Feast of the
Nativity of the Blessed Virgin Mary
(Micah 5:1-4a; Matthew 1:1-16.18-23)
Did you ever have to pinch yourself to make sure you were
not dreaming? Sometimes things happen
that are so incredible that we think we are imagining them. Perhaps we see a person that we presumed to
be dead. “Can it be so?” we ask
ourselves. The other day an Iraqi Shiite
soldier survived the massacre of fellow Shiite prisoners by ISIS militia. He had a terrible ordeal but still may have had
to pinch himself to know that he was alive.
We celebrate the birth of the Virgin Mary for a similar reason.
It is almost incredible that God would become human. Why would the Almighty reduce himself to the
fragility of humankind? Perhaps it can
be compared to one of us becoming an ant!

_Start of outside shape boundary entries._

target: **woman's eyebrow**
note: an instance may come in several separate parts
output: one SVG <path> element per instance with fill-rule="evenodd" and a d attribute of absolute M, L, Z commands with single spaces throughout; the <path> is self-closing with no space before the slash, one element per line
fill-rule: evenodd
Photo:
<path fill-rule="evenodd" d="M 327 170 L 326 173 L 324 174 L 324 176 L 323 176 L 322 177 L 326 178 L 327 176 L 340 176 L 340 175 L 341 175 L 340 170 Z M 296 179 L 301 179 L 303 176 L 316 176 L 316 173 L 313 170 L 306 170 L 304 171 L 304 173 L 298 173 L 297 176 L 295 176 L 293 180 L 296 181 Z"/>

Who would want to be the smallest of animals that carries cargo all day
long? No one would, yet God became human. Today in recognizing the birth of Mary, we acknowledge
that her son, divine by conception of the Holy Spirit, was through her a human
being.
We must ask ourselves, why did God become human if it was
such a come down? The answer, of course,
is that He loves us. God saw in human
beings a faint likeness to Himself that He wanted us to share in His eternal
life. But that required that we
become as caring as He. For this reason Christ died on
the cross. By his life and death we are rid of our selfishness and filled with his love.